窓さえあれば数百メートル先からでも盗聴が可能らしい。
そしてもう1つが『電球盗聴器』
こちらは去年、そういう研究結果が発表されたみたいだけど。
部屋の中にある電球が音の振動によって微妙に出力が変わるらしく、それを観測する事で内部の音を再現出来る、という盗聴方法になる。
こちらは内部の電球が観察出来れば盗聴可能らしい。
で、これを知っておけばどう小説に有効なのか、というと。
例えば現代を舞台にした小説で、主人公が国家権力とか巨大な組織を正面切って相手にするような内容だったとする。
諜報機関とか悪の組織とかね。もしくは警察とか軍隊とかでも。
ここからは想像だけど、恐らく現代のそういう組織のいくつかは、こういった盗聴手段を現実に使用していると考えられるわけです。むしろ紹介したような盗聴器よりもっと進んだモノもあるでしょう。
日本はともかく大国の軍や諜報機関ならほぼ確実にこういったアイテムを使っているはず。
と考えると、色々とストーリー的に制約が増えてきませんか?
という話です。
例えばですけど、最近読んだ、とある漫画。主人公が特別な存在で各国から監視対象になる、というストーリーなんです。
各国の諜報機関が主人公をマークして主人公の情報を得ようとするし、主人公はそれを警戒して情報を与えないように上手く立ち回る。

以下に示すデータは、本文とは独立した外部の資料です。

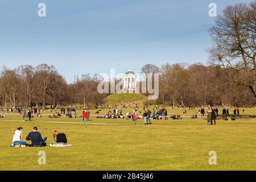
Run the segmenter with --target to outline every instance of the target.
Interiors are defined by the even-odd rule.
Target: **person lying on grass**
[[[54,131],[53,138],[55,142],[51,142],[51,144],[67,144],[68,143],[66,135],[63,133]]]
[[[12,147],[27,147],[28,144],[26,142],[20,141],[20,138],[22,137],[22,134],[23,132],[23,129],[22,127],[19,127],[15,131],[14,136],[13,138],[13,144]]]
[[[30,145],[31,147],[45,147],[47,145],[46,141],[47,138],[44,137],[43,139],[41,134],[38,131],[38,127],[35,126],[33,128],[33,131],[29,133],[26,139],[31,140],[32,144]]]

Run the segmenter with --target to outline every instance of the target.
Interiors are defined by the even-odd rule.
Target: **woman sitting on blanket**
[[[19,127],[15,132],[14,136],[13,138],[12,147],[26,147],[27,146],[27,143],[26,142],[20,141],[20,138],[22,137],[22,134],[23,132],[23,129],[22,127]]]
[[[67,144],[68,143],[66,135],[64,133],[60,133],[57,131],[54,131],[53,138],[56,142],[51,142],[51,144],[52,145]]]

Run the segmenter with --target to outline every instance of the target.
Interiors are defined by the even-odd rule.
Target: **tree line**
[[[100,105],[104,94],[97,91],[101,78],[82,75],[68,84],[53,66],[24,65],[13,69],[2,69],[0,76],[0,106],[2,108],[40,107],[47,105],[88,104]]]
[[[179,105],[253,106],[256,101],[256,1],[229,5],[209,30],[213,46],[209,64],[144,65],[141,73],[159,73],[159,97],[151,104]],[[0,75],[2,107],[80,104],[98,106],[97,74],[85,74],[68,84],[53,66],[3,68]],[[139,85],[139,84],[138,84]]]

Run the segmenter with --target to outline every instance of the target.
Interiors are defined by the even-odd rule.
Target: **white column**
[[[125,77],[123,78],[123,89],[125,89]]]
[[[133,86],[134,84],[134,78],[131,78],[131,89],[133,89],[133,88],[134,88],[134,86]]]

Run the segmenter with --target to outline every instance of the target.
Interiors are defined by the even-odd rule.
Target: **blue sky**
[[[201,62],[208,32],[228,5],[247,0],[1,0],[0,67],[55,65],[68,82],[75,75],[139,73],[147,63]],[[39,17],[45,3],[47,16]]]

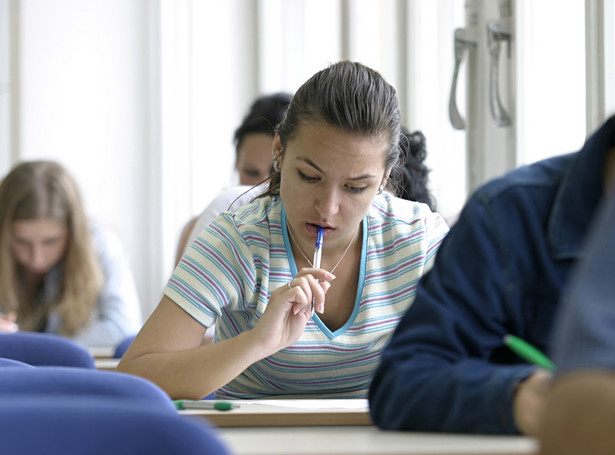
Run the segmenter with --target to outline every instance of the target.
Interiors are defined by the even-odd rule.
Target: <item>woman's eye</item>
[[[309,175],[305,175],[301,171],[297,171],[297,172],[299,172],[299,177],[301,177],[301,180],[304,180],[308,183],[315,183],[318,181],[318,177],[310,177]]]
[[[367,188],[366,186],[352,186],[352,185],[346,185],[346,188],[348,189],[348,191],[350,191],[351,193],[362,193],[363,191],[365,191],[365,189]]]

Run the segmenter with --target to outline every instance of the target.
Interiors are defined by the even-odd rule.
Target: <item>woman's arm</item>
[[[290,287],[273,291],[252,330],[213,344],[202,344],[206,327],[164,296],[118,370],[155,382],[172,398],[201,399],[254,362],[292,345],[310,318],[312,296],[321,310],[331,279],[324,270],[302,270]]]

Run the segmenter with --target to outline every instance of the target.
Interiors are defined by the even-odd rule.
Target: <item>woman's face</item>
[[[322,226],[325,250],[345,249],[385,183],[386,142],[311,121],[301,124],[283,155],[281,148],[276,136],[280,197],[297,242],[309,251]]]
[[[271,174],[271,136],[252,133],[243,138],[237,154],[240,185],[256,185]]]
[[[45,274],[66,253],[68,227],[51,218],[13,222],[15,260],[32,274]]]

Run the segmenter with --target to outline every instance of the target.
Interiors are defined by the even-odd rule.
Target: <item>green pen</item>
[[[173,400],[178,411],[184,409],[215,409],[216,411],[230,411],[239,405],[229,401],[217,400]]]
[[[555,371],[555,364],[546,355],[529,344],[527,341],[515,335],[505,335],[504,344],[515,352],[519,357],[527,360],[534,365],[546,368],[550,371]]]

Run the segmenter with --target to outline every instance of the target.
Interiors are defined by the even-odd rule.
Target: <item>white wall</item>
[[[122,239],[143,302],[161,284],[146,264],[147,0],[22,0],[19,17],[19,159],[55,159],[77,178],[92,218]],[[6,170],[3,170],[3,174]]]

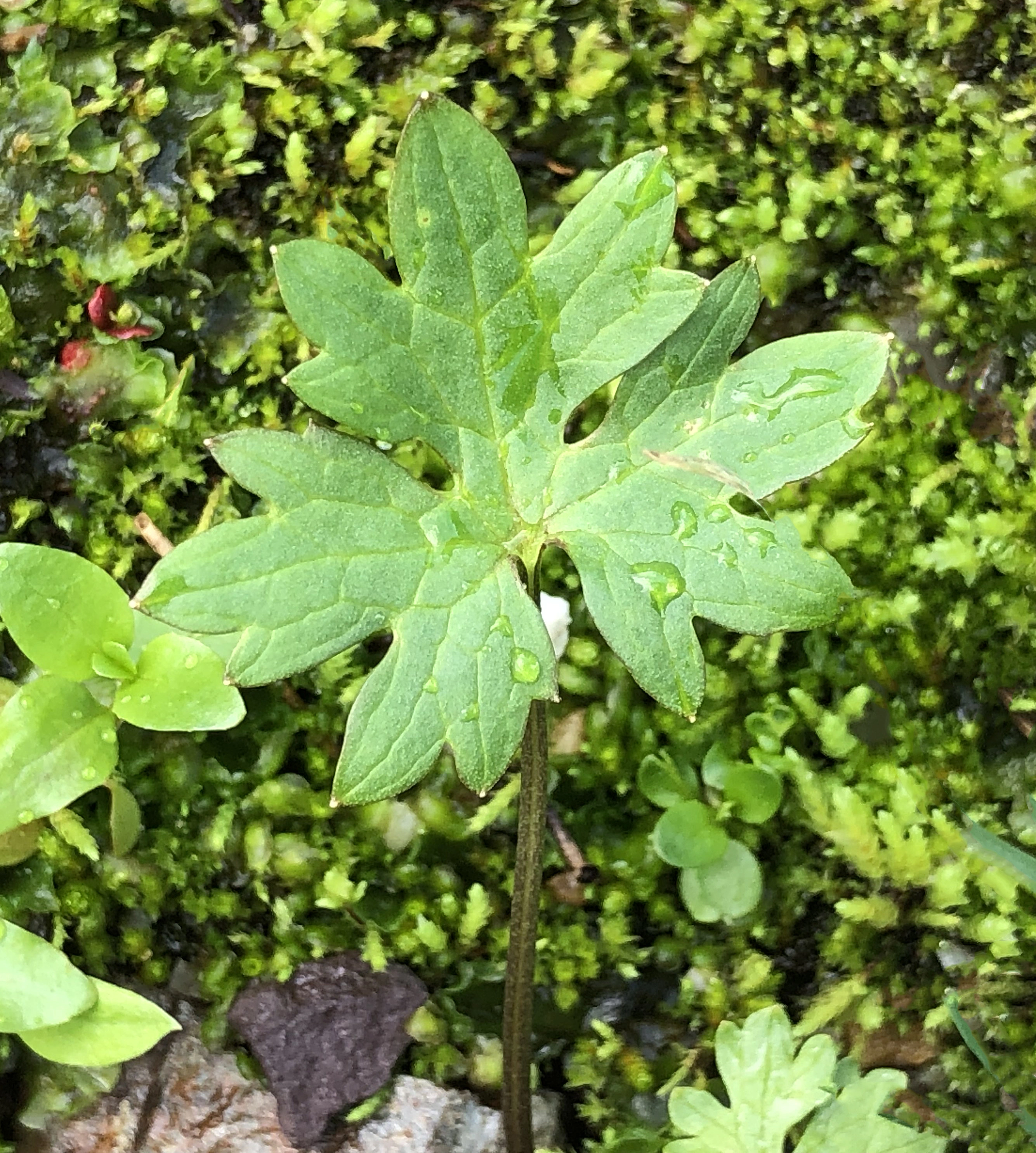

でも、その主人公は窓のある部屋で知られてはマズい話をしているし、それでも諜報機関には察知されていませんでした。
恐らくですけど、この漫画の作者の方はこういった盗聴器の存在を知らないのだと思います。
そういう事を分かって読んでいると、そこが違和感になるんです。
僕が現代の推理モノとかアクションモノを書くのが難しいなと感じるのはこういう部分。
警察やら軍隊などが実際にどういった能力を有しているのか完全には把握しきれないんですよね。
名探偵コナンが事件後すぐに解決する理由とか、金田一少年が陸の孤島に閉じ込められる理由もそのあたりに秘密があるのではないかと思うんですよ。
つまり、警察の捜査能力がどの程度なのか、一般人である作者には把握出来ないので、金田一のように警察をストーリーから排除するか、名探偵コナンのように事件後すぐに解決する事で警察が本格的に捜査をする前に終わらせるしかないのだと思います。
主人公を一般人にするならそんな感じでも別にいいんですけど、主人公を現代の警察官とか軍人、もしくは諜報機関エージェント等にした場合、何が出来て何が出来ないのかが分からないと結構難しい感じがするんですよね。
といったところで、今回はおしまい。